Remixes are commonly the most intolerable thing about techno music. They rarely amount to little more than faffing about with the uninspired sound of a song and creating a version every bit as staid as the original. This process is to music what coloring books are to painting ? the pieces have been provided, so the artist just needs to dutifully fill in everything as creatively as possible.

On techno singer Erika Jayne's "Give You Everything," the assembled DJs color outside the lines and smear everything with black and tan crayons; the album is a hideous, bloated monstrosity.

"Everything" was a track from Jayne's debut album, "Pretty Mess." With this record, "Mess" is certainly correct: The album consists of the title track and nine remixes thereof done by obscure electronica artists with noms-de-club like DJ Escape, Mike Rizzo and Moto Blanco.

When an album only comprises different versions of a song that isn't particularly good to begin with, tedium rears its ugly head within minutes of the opening track.
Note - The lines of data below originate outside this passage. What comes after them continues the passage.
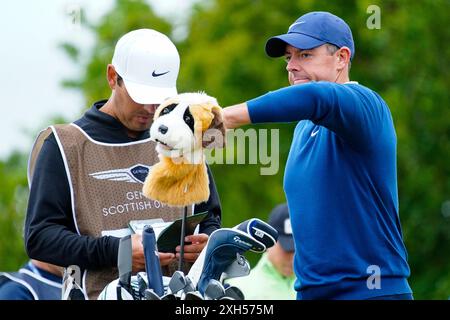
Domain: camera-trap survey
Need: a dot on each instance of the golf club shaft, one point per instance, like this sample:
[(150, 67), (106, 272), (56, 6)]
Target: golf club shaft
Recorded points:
[(183, 233)]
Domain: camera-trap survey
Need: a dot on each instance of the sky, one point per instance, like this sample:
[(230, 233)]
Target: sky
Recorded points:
[(33, 66)]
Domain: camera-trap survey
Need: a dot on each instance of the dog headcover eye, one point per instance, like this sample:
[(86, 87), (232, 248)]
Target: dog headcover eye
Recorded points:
[(189, 119), (168, 109)]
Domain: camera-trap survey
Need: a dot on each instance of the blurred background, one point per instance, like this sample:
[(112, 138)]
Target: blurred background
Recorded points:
[(55, 56)]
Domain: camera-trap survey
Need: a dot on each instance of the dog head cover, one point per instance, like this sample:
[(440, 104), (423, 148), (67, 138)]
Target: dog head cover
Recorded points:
[(182, 127)]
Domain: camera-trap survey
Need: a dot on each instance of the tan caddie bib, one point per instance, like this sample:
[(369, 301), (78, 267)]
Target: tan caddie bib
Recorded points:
[(105, 186)]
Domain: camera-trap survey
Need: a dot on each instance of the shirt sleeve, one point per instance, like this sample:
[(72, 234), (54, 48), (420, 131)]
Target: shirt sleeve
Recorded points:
[(352, 111), (50, 233), (12, 290)]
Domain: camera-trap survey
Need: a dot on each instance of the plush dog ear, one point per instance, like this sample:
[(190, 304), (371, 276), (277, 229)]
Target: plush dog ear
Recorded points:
[(215, 135)]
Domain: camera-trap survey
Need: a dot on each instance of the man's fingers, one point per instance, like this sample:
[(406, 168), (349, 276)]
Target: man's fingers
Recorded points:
[(189, 257), (191, 248)]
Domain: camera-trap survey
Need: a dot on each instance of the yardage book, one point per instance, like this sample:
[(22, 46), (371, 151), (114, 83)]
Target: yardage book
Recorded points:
[(168, 233)]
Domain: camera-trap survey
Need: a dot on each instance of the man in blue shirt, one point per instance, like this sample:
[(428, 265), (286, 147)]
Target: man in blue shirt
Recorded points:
[(341, 176)]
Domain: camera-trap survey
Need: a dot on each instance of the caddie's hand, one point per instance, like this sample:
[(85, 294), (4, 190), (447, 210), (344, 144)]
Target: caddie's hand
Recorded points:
[(192, 250), (165, 258), (138, 258)]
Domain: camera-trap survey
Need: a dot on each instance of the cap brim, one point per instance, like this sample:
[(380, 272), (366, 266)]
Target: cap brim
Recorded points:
[(147, 94), (286, 242), (276, 46)]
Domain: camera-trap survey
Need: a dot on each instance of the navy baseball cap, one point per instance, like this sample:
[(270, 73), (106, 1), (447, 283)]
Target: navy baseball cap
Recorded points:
[(279, 219), (312, 30)]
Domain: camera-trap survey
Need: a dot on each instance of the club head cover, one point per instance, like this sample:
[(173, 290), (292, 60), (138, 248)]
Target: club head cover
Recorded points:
[(221, 250), (260, 231)]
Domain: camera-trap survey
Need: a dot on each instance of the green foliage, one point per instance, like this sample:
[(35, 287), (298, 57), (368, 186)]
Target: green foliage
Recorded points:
[(13, 195)]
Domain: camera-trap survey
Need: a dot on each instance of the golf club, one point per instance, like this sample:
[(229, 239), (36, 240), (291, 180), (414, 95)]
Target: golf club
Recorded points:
[(152, 265), (124, 264), (214, 290)]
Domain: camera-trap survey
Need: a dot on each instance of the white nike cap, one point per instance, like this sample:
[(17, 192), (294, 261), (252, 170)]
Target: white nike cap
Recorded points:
[(148, 62)]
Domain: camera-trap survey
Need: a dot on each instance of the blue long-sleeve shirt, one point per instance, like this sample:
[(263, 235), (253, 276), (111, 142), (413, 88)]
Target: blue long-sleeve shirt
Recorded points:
[(341, 186)]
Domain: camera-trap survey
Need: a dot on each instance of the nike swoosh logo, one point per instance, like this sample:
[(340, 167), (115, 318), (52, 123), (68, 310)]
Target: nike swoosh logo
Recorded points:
[(154, 74), (295, 24)]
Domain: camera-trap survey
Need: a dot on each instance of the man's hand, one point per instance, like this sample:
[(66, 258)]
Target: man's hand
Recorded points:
[(192, 251), (139, 257), (236, 116)]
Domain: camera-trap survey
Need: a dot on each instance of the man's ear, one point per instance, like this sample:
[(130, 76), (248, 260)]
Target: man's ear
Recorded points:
[(215, 135), (343, 56)]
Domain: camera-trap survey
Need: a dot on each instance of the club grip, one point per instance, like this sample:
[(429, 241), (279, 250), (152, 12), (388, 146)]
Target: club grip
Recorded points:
[(152, 265)]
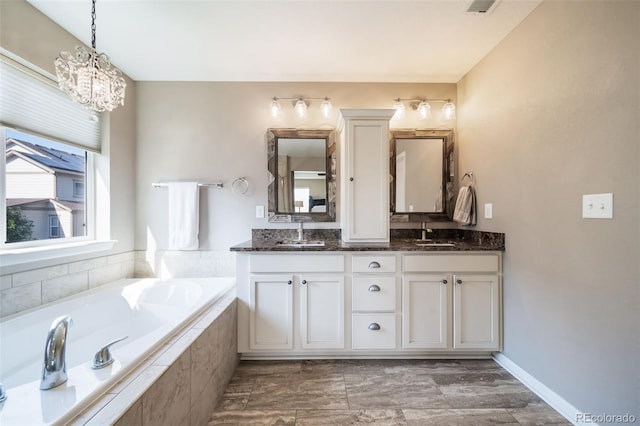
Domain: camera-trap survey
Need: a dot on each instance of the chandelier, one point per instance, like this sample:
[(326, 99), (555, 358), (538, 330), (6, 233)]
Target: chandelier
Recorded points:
[(88, 77)]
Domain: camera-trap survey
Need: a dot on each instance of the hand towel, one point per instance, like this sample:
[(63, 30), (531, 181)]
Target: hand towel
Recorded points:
[(183, 215), (465, 210)]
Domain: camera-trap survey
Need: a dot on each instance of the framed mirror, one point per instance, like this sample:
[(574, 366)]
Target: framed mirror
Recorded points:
[(422, 184), (302, 175)]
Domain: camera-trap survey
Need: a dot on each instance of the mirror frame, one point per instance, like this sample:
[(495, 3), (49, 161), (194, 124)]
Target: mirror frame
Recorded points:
[(329, 136), (448, 175)]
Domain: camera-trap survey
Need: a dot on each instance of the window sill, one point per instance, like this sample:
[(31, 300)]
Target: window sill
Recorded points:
[(36, 257)]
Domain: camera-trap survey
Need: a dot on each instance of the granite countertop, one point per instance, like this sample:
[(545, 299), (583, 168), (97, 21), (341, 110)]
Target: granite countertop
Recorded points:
[(463, 240)]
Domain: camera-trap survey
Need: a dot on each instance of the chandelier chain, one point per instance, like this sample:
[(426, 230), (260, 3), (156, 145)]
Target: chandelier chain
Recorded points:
[(93, 24)]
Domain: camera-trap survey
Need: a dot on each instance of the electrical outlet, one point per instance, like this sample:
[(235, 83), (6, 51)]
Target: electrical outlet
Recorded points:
[(597, 206), (488, 211)]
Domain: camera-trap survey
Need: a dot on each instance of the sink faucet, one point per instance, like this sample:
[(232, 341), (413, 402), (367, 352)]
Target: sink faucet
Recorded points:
[(300, 231), (425, 230), (54, 371)]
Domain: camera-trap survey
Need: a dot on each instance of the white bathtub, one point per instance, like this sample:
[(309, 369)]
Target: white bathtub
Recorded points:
[(148, 310)]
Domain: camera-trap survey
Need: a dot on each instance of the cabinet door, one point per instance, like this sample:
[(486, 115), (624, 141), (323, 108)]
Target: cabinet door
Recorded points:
[(367, 181), (322, 311), (271, 312), (425, 307), (476, 311)]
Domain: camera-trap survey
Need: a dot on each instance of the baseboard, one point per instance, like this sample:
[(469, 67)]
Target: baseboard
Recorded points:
[(558, 403)]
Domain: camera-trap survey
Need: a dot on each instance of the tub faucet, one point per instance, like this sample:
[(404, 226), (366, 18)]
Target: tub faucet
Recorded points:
[(54, 371)]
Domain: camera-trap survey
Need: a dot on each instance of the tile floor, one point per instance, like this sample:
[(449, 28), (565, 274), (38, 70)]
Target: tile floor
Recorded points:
[(379, 392)]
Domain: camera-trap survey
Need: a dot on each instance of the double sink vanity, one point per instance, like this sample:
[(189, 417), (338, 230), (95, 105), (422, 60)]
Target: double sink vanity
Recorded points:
[(365, 289)]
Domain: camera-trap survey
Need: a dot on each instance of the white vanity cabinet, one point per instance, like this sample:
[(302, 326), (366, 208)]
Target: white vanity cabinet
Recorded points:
[(295, 302), (364, 148), (368, 303), (452, 301), (374, 321)]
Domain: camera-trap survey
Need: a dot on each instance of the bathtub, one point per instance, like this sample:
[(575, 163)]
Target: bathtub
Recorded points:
[(149, 311)]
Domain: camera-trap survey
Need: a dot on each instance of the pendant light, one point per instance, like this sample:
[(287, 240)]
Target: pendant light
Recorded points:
[(88, 77)]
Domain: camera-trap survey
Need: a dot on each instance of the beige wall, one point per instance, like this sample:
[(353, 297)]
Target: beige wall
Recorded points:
[(26, 32), (216, 131), (550, 114)]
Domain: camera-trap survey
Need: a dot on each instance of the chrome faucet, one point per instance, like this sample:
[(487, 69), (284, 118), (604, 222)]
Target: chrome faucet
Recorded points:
[(54, 371)]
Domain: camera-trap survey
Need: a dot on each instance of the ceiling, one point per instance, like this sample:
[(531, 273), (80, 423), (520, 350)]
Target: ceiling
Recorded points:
[(291, 40)]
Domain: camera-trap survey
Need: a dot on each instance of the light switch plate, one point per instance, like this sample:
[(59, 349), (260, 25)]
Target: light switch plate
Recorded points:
[(488, 211), (597, 206)]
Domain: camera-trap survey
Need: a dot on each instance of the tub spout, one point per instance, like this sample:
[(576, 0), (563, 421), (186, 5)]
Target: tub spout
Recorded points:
[(54, 371)]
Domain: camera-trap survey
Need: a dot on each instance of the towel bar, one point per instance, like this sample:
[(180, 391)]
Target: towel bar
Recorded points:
[(217, 185)]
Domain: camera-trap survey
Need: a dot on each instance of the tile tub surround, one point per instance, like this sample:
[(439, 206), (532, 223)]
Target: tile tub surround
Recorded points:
[(380, 392), (24, 290), (182, 382)]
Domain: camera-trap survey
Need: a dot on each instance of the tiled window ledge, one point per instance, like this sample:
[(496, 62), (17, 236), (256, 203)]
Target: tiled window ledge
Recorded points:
[(16, 260)]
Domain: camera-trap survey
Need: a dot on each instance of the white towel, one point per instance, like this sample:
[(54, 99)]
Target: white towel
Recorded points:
[(183, 215), (465, 210)]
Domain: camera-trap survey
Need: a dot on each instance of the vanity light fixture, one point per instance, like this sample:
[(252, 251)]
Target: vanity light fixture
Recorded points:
[(88, 77), (423, 107), (301, 106)]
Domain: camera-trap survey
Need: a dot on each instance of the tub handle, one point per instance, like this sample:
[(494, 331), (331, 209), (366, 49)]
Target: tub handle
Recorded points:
[(103, 357)]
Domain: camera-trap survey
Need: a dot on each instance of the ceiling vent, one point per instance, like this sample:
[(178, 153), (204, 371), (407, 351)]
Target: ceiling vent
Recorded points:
[(480, 6)]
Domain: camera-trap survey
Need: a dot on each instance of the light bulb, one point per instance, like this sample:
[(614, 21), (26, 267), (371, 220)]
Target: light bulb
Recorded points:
[(449, 110), (399, 107), (326, 107), (301, 108), (424, 110), (275, 108)]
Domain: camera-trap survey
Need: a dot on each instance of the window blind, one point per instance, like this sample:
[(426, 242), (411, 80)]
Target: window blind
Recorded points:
[(28, 102)]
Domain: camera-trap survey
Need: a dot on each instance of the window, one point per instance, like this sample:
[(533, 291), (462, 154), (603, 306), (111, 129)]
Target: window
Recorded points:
[(47, 195), (78, 189), (54, 227), (44, 188)]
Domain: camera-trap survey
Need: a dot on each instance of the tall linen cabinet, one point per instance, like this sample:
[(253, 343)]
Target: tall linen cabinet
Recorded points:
[(364, 149)]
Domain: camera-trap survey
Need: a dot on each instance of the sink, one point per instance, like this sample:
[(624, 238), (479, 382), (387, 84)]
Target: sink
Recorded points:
[(435, 244), (303, 243)]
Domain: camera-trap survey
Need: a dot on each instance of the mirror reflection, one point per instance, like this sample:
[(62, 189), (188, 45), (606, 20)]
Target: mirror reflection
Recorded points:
[(303, 175), (302, 171), (419, 175), (422, 174)]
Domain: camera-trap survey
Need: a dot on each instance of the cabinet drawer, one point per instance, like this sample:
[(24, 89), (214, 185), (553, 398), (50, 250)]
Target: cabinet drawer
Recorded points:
[(374, 331), (374, 263), (297, 263), (374, 293), (447, 263)]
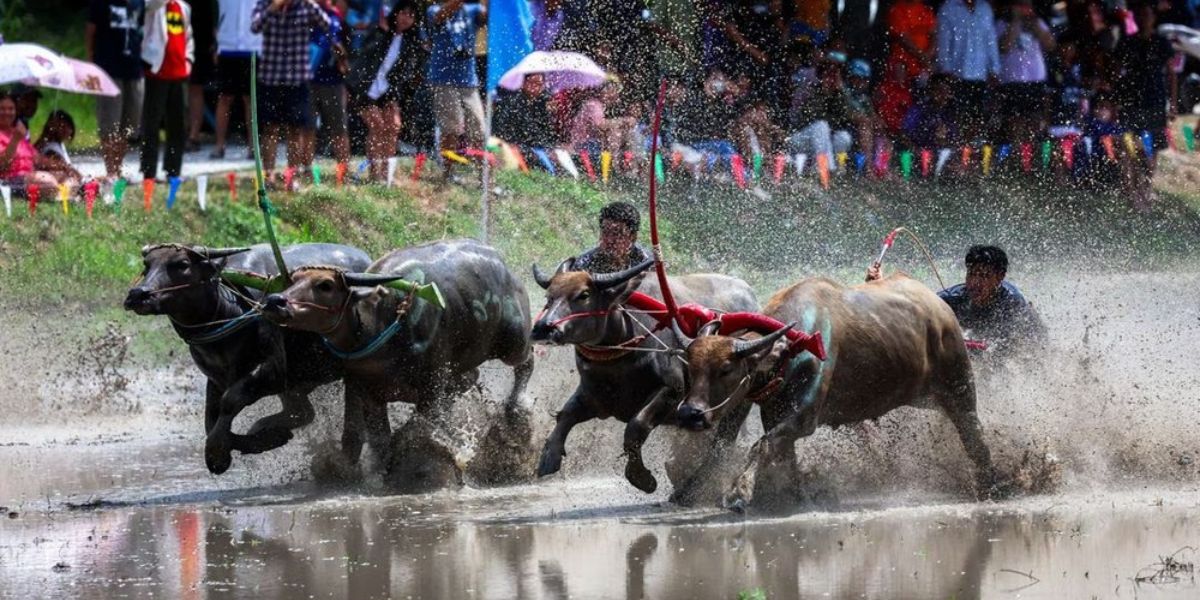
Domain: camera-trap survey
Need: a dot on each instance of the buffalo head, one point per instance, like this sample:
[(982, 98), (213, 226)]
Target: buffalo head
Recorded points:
[(319, 297), (174, 276), (719, 372), (577, 303)]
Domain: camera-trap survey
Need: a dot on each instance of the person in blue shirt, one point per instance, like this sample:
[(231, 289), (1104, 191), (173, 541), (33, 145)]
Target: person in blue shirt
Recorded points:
[(990, 309), (450, 29)]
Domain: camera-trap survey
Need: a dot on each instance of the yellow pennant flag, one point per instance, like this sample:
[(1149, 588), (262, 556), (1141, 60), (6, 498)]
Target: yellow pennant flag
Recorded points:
[(65, 196), (455, 156), (605, 165)]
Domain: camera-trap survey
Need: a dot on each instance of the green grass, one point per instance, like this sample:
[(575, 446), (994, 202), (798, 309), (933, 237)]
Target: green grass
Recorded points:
[(798, 231)]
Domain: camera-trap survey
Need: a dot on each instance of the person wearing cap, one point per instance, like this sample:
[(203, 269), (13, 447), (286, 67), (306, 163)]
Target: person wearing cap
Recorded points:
[(618, 247), (27, 102), (989, 307)]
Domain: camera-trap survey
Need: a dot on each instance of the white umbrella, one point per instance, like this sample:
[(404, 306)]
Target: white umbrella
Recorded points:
[(84, 78), (563, 71), (22, 61)]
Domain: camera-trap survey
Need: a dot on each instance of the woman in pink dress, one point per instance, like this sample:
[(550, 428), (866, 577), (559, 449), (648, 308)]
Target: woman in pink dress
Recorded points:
[(18, 157)]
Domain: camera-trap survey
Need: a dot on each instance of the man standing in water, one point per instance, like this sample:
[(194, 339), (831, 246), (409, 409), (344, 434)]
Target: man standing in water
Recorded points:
[(618, 247), (989, 307)]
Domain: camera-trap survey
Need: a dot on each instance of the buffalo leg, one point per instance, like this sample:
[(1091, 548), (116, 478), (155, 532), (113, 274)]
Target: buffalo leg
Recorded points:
[(221, 441), (573, 413), (297, 413), (636, 431), (521, 375), (769, 449), (378, 429), (727, 430)]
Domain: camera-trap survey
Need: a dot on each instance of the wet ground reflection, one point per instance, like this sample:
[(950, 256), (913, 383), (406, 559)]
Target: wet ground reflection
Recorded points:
[(525, 543)]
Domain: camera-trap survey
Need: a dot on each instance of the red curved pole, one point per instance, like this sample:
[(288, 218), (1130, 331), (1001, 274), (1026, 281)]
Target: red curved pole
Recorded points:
[(659, 265)]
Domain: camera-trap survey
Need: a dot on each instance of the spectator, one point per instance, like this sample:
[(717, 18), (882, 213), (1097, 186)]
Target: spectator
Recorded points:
[(911, 27), (1024, 41), (235, 46), (597, 126), (113, 41), (822, 124), (204, 24), (168, 51), (385, 77), (930, 123), (451, 27), (522, 118), (285, 103), (547, 22), (1145, 85), (967, 49), (17, 155), (53, 157), (330, 63), (27, 102)]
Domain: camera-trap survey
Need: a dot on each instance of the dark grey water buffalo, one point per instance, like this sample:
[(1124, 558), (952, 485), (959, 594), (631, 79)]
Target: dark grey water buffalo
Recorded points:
[(396, 348), (617, 378), (244, 357), (889, 343)]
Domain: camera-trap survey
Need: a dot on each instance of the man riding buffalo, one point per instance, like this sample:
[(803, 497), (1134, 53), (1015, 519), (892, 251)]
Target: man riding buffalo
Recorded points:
[(618, 247), (397, 347), (627, 359), (887, 343), (988, 306), (243, 357)]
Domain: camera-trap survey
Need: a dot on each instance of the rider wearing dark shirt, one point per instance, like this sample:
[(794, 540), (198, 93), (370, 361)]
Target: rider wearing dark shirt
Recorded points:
[(989, 309), (618, 247)]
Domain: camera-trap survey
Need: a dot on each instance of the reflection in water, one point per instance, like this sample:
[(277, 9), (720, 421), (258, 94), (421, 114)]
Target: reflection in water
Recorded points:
[(507, 545)]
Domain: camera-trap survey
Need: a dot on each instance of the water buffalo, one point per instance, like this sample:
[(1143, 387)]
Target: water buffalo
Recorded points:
[(889, 343), (639, 388), (244, 357), (399, 349)]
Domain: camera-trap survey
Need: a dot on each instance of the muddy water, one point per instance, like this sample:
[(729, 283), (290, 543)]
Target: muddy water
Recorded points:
[(112, 501)]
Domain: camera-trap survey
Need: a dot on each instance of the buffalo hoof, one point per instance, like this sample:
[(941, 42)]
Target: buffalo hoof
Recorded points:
[(641, 478), (263, 441), (551, 461)]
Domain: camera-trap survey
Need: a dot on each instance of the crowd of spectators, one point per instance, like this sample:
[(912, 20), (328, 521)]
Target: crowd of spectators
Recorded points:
[(759, 77)]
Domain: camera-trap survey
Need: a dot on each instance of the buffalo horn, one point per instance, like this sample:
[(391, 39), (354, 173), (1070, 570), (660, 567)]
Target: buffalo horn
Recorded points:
[(743, 348), (214, 253), (607, 280), (679, 335), (540, 277)]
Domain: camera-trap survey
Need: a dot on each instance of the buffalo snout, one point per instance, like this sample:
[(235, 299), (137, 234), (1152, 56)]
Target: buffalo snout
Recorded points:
[(693, 418), (276, 305), (138, 300), (544, 331)]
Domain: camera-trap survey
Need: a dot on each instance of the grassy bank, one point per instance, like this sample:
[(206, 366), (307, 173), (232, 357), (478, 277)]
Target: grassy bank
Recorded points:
[(795, 231)]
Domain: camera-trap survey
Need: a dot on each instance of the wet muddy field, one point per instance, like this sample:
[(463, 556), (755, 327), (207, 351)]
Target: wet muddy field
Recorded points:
[(105, 491)]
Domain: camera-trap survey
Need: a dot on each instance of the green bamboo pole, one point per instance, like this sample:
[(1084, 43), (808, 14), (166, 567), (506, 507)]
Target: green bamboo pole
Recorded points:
[(259, 180)]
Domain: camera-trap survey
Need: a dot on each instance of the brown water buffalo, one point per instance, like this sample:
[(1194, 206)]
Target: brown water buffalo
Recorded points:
[(889, 343), (243, 357), (396, 348), (616, 379)]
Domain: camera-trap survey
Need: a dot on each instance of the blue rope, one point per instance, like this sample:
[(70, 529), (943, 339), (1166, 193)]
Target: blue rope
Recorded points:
[(226, 330), (370, 348)]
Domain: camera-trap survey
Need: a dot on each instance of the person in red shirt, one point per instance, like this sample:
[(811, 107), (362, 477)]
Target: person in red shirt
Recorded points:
[(167, 52), (911, 28)]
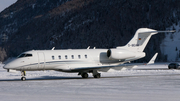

This is aggravated by the absurd running lengths of every remix: The shortest clock in at six-and-a-half minutes while the longest exceed eight. Most symphonies feel shorter than this. Every song is also marred not only by repetition but also uncreative production values, with most tracks simply reorganizing song elements such as the bass, beats or even vocals, with little to no difference between them.

In theory, remixing a song should give an artist unlimited possibilities to explore, deconstruct and create new music simply by toying with an existing song's basic structure. Why, then, do almost all remixes become uncreative, indistinguishable, monotonous failed experiments? "Everything" does not offer an answer, but certainly serves as evidence for why the question must be posed.